The collection has its origins in the First World War. In 1917 Australia's official war correspondent, C.E.W. Bean, and Lieutenant General Sir Brudenell White established the Australian War Records Section (AWRS) as part of the Australian Imperial Force (AIF). The AWRS aimed to assemble a comprehensive range of documentary evidence representing Australia’s conduct of that war. Lieutenant John Treloar, who would later become the Director of the Australian War Memorial, was appointed as officer-in-charge of the AWRS. AWRS staff supervised the collection of original war diaries from the military units that created them; it also gathered maps and other unit records, as well as newspapers, other kinds of publications, and posters. An Australian War Museum Committee was also established to collect a variety of records from the home front.

C.E.W. Bean is regarded as the Memorial's founder. When at his urging the Australian War Memorial was established by an Act of Parliament in 1925, the AWRS collection was transferred to the Memorial. The collection then began to expand rapidly, with the addition of personal papers, published memoirs, the first volumes of Australian official war histories, and copies of British, German, and Turkish books and other sources. With the Second World War and subsequent conflicts in which Australia was involved, war diaries and other unit records from these conflicts were (and continue to be) added to the Memorial's collection to document Australia’s military history and heritage.

The majority of the Research Centre’s collections relate to the First and Second World Wars. The collections also cover Australia’s involvement in conflicts dating back to the late nineteenth century, conflicts since 1945, ongoing conflicts, and peacekeeping operations.

Official Records

The Official Records collection holds operational and planning records created by the Australian Army, Navy, and Air Force during wartime, and the papers of the official historians. There are also some biographical records and miscellaneous records on a very wide variety of war-related topics. Official records are managed in accordance with the Archives Act 1983. This collection requires approximately 4,000 metres of shelf space to store.
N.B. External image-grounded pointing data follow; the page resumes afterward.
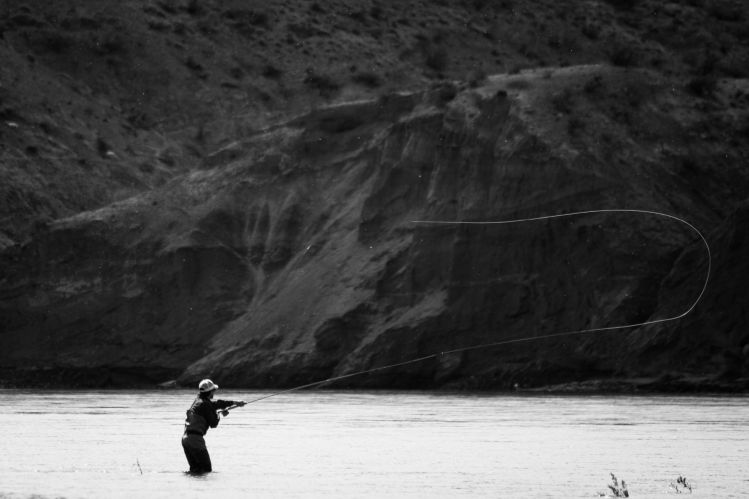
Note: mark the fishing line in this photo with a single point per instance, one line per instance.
(525, 338)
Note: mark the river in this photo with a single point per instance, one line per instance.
(374, 444)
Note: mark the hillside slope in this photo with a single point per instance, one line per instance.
(229, 189)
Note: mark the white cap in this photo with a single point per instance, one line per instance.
(207, 386)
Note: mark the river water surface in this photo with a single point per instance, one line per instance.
(373, 444)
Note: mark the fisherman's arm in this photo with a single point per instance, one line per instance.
(209, 413)
(223, 404)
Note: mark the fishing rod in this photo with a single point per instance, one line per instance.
(522, 339)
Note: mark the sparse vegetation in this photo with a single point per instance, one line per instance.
(435, 57)
(622, 54)
(702, 85)
(325, 85)
(272, 72)
(367, 78)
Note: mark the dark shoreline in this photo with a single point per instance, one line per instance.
(129, 379)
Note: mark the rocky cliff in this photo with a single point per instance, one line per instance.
(230, 189)
(293, 255)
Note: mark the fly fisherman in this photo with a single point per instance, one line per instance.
(202, 414)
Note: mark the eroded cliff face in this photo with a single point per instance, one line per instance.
(297, 254)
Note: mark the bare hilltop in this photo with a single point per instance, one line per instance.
(230, 188)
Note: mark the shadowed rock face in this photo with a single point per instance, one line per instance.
(297, 254)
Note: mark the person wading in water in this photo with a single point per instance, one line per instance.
(202, 414)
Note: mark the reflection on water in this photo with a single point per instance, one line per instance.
(372, 444)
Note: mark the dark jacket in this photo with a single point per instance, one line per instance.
(202, 414)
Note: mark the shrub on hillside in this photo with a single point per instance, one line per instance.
(367, 78)
(435, 57)
(622, 55)
(324, 84)
(702, 85)
(724, 10)
(624, 4)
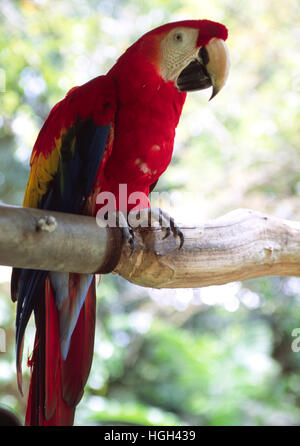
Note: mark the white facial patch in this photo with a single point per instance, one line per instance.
(178, 49)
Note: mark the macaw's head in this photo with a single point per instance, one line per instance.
(192, 54)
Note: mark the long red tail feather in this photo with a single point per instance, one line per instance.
(56, 385)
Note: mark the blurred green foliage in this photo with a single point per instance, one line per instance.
(212, 356)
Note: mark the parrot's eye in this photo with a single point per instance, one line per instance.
(178, 37)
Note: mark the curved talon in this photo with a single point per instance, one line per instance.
(175, 231)
(129, 238)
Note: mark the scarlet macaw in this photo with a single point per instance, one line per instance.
(115, 129)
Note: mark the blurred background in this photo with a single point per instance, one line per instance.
(210, 356)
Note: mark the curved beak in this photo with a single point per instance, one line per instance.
(209, 69)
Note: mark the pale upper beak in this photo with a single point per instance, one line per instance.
(209, 69)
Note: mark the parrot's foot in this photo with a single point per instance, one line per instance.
(150, 217)
(127, 232)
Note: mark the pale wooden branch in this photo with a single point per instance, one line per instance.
(240, 245)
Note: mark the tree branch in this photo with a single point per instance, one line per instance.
(240, 245)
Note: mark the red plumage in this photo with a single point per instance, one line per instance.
(115, 129)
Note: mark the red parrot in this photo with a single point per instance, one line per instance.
(115, 129)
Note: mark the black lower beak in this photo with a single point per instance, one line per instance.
(194, 77)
The collection can be searched using the National Archives Australia database RecordSearch. A general guide to this collection, A Chronological Guide to Official Records in the Australian War Memorial's Collections, will assist researchers in gaining access to the collection.

Private Records

The Private Records collection consists of over 9,500 collections of records from many sources. Some come from non-government organisations but most are the personal papers of individuals from all ranks and services of the Australian armed forces. They include privately donated diaries, letters, notebooks, papers, and cards written during wartime, as well as some reminiscences written after the event. The oldest items date back to the 1860s.
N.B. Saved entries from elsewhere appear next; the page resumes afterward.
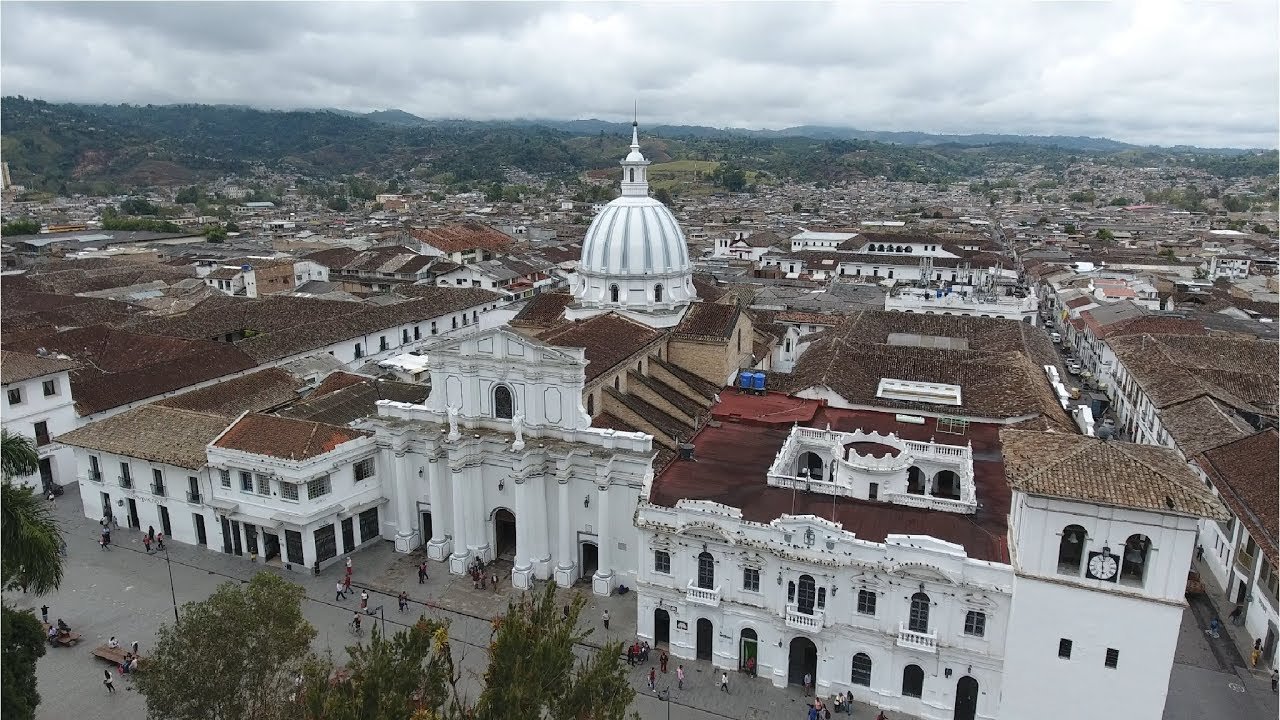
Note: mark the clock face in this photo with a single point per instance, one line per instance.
(1102, 565)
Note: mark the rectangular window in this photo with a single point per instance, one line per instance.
(318, 487)
(976, 624)
(867, 602)
(365, 469)
(662, 561)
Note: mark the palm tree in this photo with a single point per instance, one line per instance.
(18, 455)
(28, 533)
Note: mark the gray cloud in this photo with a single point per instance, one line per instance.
(1148, 72)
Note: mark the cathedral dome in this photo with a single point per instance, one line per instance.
(634, 255)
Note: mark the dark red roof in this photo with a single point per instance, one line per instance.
(732, 459)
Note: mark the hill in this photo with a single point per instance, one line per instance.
(67, 147)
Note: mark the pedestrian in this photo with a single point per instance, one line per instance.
(1235, 615)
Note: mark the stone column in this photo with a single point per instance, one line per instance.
(440, 511)
(602, 583)
(461, 556)
(565, 573)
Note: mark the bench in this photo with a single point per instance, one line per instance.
(63, 639)
(114, 655)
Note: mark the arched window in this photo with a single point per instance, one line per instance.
(503, 402)
(913, 680)
(705, 570)
(862, 674)
(1133, 566)
(1070, 550)
(919, 619)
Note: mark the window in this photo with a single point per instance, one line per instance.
(976, 624)
(318, 487)
(705, 570)
(365, 469)
(662, 561)
(503, 402)
(919, 618)
(913, 680)
(862, 674)
(867, 602)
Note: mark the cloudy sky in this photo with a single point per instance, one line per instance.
(1148, 72)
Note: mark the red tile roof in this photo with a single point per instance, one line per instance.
(284, 437)
(731, 463)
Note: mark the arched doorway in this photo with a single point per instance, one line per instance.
(590, 557)
(801, 660)
(504, 533)
(661, 628)
(746, 655)
(705, 637)
(967, 698)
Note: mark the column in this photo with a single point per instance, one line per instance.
(461, 556)
(603, 580)
(521, 575)
(565, 574)
(440, 511)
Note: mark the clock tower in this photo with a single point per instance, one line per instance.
(1101, 538)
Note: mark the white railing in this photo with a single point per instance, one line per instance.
(924, 642)
(702, 596)
(809, 623)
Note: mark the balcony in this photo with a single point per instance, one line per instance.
(807, 621)
(923, 642)
(702, 596)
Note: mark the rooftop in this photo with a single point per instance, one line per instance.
(732, 458)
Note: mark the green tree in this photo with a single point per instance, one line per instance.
(22, 639)
(232, 656)
(19, 227)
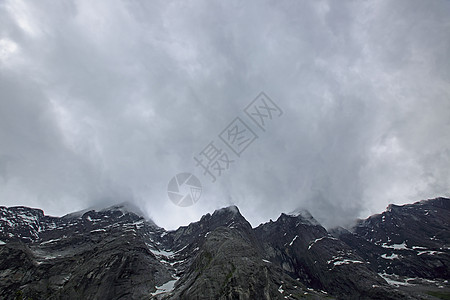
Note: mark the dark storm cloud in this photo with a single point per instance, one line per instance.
(105, 101)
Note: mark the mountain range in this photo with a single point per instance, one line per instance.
(116, 253)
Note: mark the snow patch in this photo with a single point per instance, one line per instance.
(166, 287)
(401, 246)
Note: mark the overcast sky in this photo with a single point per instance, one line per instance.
(105, 101)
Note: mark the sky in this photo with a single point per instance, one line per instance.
(106, 101)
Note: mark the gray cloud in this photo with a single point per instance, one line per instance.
(105, 101)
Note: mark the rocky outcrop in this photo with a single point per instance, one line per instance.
(115, 253)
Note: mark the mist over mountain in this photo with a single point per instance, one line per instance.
(114, 253)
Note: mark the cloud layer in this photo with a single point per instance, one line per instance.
(105, 101)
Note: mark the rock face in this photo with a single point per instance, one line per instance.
(115, 253)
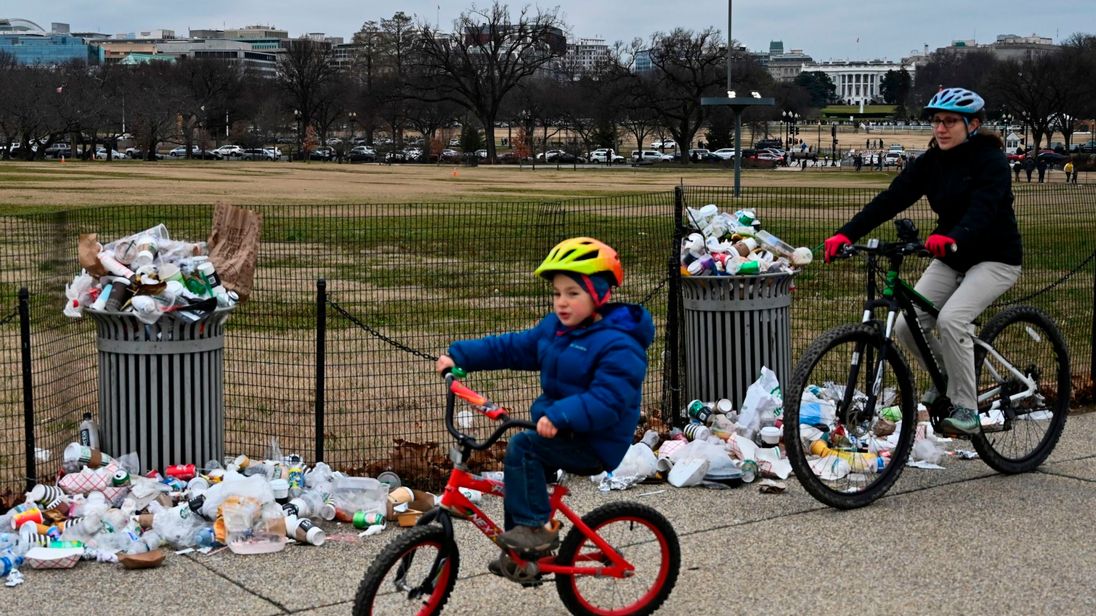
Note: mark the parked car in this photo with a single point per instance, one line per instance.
(605, 155)
(228, 151)
(258, 154)
(181, 151)
(362, 154)
(1051, 158)
(101, 154)
(57, 150)
(321, 152)
(650, 156)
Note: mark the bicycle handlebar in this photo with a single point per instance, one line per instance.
(456, 389)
Access to the Private Records collection

The Collection Search lists the details of the Memorial’s Private Records collection. For the larger collections in Private Records, there are also a number of finding aids available. These provide a description of the collection’s content and its organisation, as well as information about the creator of the collection.
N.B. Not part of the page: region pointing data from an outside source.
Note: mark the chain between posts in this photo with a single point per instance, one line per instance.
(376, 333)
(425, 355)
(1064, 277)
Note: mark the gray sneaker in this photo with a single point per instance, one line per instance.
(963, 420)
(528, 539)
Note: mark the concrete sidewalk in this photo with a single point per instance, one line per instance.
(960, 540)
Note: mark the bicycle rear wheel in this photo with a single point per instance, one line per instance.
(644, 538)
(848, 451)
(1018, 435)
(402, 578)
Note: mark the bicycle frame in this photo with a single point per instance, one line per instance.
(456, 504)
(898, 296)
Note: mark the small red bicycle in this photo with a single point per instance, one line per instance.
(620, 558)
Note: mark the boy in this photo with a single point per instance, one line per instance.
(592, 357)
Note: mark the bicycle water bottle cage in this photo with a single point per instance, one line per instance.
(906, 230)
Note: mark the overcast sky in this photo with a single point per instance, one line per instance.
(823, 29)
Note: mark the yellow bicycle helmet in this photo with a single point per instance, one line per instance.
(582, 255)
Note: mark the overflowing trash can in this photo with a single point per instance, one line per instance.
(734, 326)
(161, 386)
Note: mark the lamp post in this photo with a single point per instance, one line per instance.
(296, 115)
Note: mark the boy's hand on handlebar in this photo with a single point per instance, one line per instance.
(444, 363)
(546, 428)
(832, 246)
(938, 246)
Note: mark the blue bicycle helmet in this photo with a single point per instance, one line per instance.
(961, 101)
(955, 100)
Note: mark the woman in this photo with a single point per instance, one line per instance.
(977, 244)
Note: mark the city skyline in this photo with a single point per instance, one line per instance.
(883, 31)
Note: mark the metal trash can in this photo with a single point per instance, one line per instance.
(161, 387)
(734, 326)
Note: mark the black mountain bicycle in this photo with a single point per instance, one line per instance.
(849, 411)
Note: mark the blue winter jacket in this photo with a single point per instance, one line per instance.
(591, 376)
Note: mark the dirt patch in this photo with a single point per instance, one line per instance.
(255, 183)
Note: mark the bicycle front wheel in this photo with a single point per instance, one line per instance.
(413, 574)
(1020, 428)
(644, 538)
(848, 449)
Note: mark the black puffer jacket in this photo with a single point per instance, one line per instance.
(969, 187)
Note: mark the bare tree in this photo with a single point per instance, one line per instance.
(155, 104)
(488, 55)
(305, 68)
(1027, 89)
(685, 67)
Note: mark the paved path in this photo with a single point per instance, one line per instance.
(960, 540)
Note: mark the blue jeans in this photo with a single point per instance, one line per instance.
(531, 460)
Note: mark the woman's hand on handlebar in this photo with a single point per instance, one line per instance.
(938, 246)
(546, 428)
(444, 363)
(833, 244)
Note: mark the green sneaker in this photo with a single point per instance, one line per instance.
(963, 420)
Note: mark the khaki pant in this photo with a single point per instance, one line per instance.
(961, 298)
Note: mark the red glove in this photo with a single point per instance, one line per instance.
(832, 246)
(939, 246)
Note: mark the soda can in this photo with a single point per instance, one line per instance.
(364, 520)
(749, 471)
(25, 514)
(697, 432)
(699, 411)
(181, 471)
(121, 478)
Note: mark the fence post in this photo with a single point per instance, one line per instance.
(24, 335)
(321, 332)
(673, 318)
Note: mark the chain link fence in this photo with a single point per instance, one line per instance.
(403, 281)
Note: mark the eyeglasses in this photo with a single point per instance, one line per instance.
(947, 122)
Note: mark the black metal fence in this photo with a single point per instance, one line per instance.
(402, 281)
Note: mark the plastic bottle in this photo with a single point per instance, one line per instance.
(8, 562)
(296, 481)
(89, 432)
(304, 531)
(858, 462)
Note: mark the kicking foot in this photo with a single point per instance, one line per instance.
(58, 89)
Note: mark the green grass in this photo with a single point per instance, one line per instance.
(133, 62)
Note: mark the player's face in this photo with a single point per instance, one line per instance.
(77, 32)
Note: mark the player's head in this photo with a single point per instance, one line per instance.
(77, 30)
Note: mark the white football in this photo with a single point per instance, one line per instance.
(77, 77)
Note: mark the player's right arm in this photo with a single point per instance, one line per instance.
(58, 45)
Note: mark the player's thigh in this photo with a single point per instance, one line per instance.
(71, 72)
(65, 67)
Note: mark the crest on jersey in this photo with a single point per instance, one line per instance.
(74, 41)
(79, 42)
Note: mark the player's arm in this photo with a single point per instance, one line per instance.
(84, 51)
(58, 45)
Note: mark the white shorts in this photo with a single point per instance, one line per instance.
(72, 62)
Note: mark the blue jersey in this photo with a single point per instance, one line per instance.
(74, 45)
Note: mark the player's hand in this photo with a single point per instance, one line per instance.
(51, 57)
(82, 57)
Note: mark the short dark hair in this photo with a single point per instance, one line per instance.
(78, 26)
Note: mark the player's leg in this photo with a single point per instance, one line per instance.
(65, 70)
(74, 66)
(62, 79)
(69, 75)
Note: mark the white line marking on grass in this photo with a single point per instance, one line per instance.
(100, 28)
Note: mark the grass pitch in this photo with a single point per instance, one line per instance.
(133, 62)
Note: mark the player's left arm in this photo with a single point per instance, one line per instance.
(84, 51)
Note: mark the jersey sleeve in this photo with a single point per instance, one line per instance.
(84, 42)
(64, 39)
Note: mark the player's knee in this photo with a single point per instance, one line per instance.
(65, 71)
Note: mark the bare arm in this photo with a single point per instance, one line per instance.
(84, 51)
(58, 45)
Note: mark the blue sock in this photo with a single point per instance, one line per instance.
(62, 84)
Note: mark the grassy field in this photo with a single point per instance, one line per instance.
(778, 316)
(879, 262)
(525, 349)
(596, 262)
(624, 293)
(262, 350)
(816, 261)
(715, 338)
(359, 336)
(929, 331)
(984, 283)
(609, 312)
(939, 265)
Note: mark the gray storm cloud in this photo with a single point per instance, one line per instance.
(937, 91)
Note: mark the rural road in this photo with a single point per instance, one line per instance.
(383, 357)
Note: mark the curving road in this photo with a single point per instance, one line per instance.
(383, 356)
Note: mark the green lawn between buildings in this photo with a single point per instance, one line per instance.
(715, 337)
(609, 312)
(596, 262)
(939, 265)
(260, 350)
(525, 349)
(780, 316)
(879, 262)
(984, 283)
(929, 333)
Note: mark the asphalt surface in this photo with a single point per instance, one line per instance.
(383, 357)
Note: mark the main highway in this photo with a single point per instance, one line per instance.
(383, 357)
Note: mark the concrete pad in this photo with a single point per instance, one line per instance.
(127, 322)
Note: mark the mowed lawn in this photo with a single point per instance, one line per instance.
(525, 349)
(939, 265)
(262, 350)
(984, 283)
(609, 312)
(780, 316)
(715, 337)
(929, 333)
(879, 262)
Published and Digitised Collections

The Published and Digitised collection contains over 60,000 books; 3,000 serials, including troopship serials (also known as unit or trench journals); 30,000 maps, plans and charts; and extensive collections of stamps, military forms, postcards, leaflets, sheet music, souvenirs, Christmas cards, cigarette cards, aerial photographs, and newspaper clippings. The monograph collection is particularly strong in twentieth-century Australian and British army manuals; histories of Australian, British, American, and German units; and other nations’ official war histories. These collections cover over 3,200 shelf metres.

Access to the Published and Digitised Collections

Researchers can search for books, serials, maps, and sheet music using the Books database. There are finding aids available for selected special collections. Researchers who are unable to come to Canberra can search Libraries Australia or Trove to see if copies of books and serials are held in libraries near them.

Digitised Collections

Digitised Collections is comprised of digitised archival records from other Research Centre sections which have been made available online. This includes private records (diaries, letters and ephemera) as part of the Anzac Connections project. This project aims to progressively deliver new, digitised collections to the website to mark the First World War centenary. Digitisation of official records is an ongoing program including biographical resources and military records from colonial conflicts through to the Vietnam War. Some of the records digitised so far include unit diaries, naval reports of proceedings, recommendations for honours and awards, nominal rolls, Red Cross wounded and missing files, official histories and the diaries of Charles Edwin Woodrow Bean.

Access and using Digitised Collections

Researchers can search for Private Records digitised under the Anzac Connections project on the People profile and biographies page. Links to digitised Official Records and Biographical databases can be found on the Digitised records page on the Memorial’s website.